Now he's a coconut tapper for T2G and a PAGSAKA member. In a day, he climbs each tree four times. After each collection, the sap gets pre-boiled in a wok to stop it fermenting, then transferred to containers for Wednesday delivery. His weekly income at T2G is PHP 4,000 to PHP 5,000.
"Sa isa ka adlaw, ka-upat mi musaka sa lubi. Kada saka ug inig naog, ipa-bukal ang tuba hangtod ma syrup. Pagkahuman, gikan sa kawa, amo nang ibalhin sa container para ma-deliver." In a day, we climb the coconut tree four times. After collecting the coconut sap, we boil it in a wok until it becomes syrup. Then we transfer it to containers for delivery.
He has one main dream: send his children through school. "Akong pangandoy, akong gusto, akong mga bata, makalampos." His prayer is that the cooperative grows so more tappers can join, because right now there are farmers in the area without buyers. He was one of them before T2G.
The Income Numbers
| Work Type | Pay Cycle | Estimated Monthly Income |
|---|---|---|
| Copra farming | Quarterly | Lower, less predictable |
| Construction (Jimrex, before) | Daily at PHP 300 | Approx. PHP 6,000 to PHP 7,500 |
| Coconut sap tapping (T2G) | Weekly | PHP 16,000 to PHP 40,000+ |
The PHP 40,000 figure comes from Gemma Dela Vega-Emata, T2G's Managing Director, who uses it as an example of what a coconut farmer can earn monthly from sap. Copra from the same trees cannot produce that kind of yield or frequency.

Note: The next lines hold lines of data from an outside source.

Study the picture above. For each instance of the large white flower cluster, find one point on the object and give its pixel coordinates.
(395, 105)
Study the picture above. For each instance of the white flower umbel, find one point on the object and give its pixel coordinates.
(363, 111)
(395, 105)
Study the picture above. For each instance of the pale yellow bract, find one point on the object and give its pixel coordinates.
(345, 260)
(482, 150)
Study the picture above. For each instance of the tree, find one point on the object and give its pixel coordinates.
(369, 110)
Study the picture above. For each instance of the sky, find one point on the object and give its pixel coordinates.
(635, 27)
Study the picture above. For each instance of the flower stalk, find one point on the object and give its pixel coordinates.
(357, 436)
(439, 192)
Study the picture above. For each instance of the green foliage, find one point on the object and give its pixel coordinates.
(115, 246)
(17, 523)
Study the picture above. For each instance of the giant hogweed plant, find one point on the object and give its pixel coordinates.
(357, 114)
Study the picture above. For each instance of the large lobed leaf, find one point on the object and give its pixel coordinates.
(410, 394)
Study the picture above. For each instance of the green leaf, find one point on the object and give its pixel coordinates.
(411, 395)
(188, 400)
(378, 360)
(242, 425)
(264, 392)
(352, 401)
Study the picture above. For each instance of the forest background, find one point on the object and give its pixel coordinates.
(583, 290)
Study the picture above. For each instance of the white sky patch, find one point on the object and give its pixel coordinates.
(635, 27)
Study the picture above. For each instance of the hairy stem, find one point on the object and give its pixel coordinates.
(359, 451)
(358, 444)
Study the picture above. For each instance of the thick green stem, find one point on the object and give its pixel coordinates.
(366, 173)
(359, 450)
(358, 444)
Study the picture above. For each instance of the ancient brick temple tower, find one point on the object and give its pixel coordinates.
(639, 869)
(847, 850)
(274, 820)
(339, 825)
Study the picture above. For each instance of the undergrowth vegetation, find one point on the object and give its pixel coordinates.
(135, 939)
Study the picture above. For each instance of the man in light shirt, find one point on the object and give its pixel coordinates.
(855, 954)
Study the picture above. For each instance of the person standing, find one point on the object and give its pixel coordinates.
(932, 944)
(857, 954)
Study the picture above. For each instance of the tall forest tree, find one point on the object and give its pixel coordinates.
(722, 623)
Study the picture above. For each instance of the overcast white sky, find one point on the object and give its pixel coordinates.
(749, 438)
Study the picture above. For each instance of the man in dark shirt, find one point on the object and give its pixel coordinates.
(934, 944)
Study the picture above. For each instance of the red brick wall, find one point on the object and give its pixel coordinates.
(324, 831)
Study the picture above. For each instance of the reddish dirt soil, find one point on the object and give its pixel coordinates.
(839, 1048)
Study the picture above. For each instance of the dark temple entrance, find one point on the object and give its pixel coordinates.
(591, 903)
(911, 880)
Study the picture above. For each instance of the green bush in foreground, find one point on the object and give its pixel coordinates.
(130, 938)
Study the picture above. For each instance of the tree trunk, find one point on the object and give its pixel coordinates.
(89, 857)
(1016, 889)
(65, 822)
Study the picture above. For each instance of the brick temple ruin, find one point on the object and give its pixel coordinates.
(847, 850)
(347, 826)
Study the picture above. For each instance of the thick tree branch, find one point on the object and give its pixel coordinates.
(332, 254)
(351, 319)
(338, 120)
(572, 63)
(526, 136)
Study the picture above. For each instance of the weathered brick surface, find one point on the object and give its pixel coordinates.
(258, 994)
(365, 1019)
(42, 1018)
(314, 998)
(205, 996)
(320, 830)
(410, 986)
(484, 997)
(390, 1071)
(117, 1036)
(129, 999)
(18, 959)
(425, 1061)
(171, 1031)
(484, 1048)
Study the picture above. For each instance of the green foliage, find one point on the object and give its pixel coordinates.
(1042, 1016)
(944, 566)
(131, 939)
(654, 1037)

The Gap T2G Cannot Fill Yet
T2G currently works with 25 to 30 tappers from barangays in Balingasag, Claveria, and Jasaan. The enterprise cannot take on more suppliers right now, not because the demand isn't there, but because working capital limits how much sap they can process and pay for each week. Gemma is direct about this: there are many coconut tappers who want to supply T2G and cannot yet.
That is the gap Jimrex prays closes. "Nag ampo pud ko na mulambo pud ni among coop para daghan tappers pa ang maka dugang kay karon, wala sila pay insakto na buyer." More tappers joining means more families with a stable weekly income instead of a quarterly wait.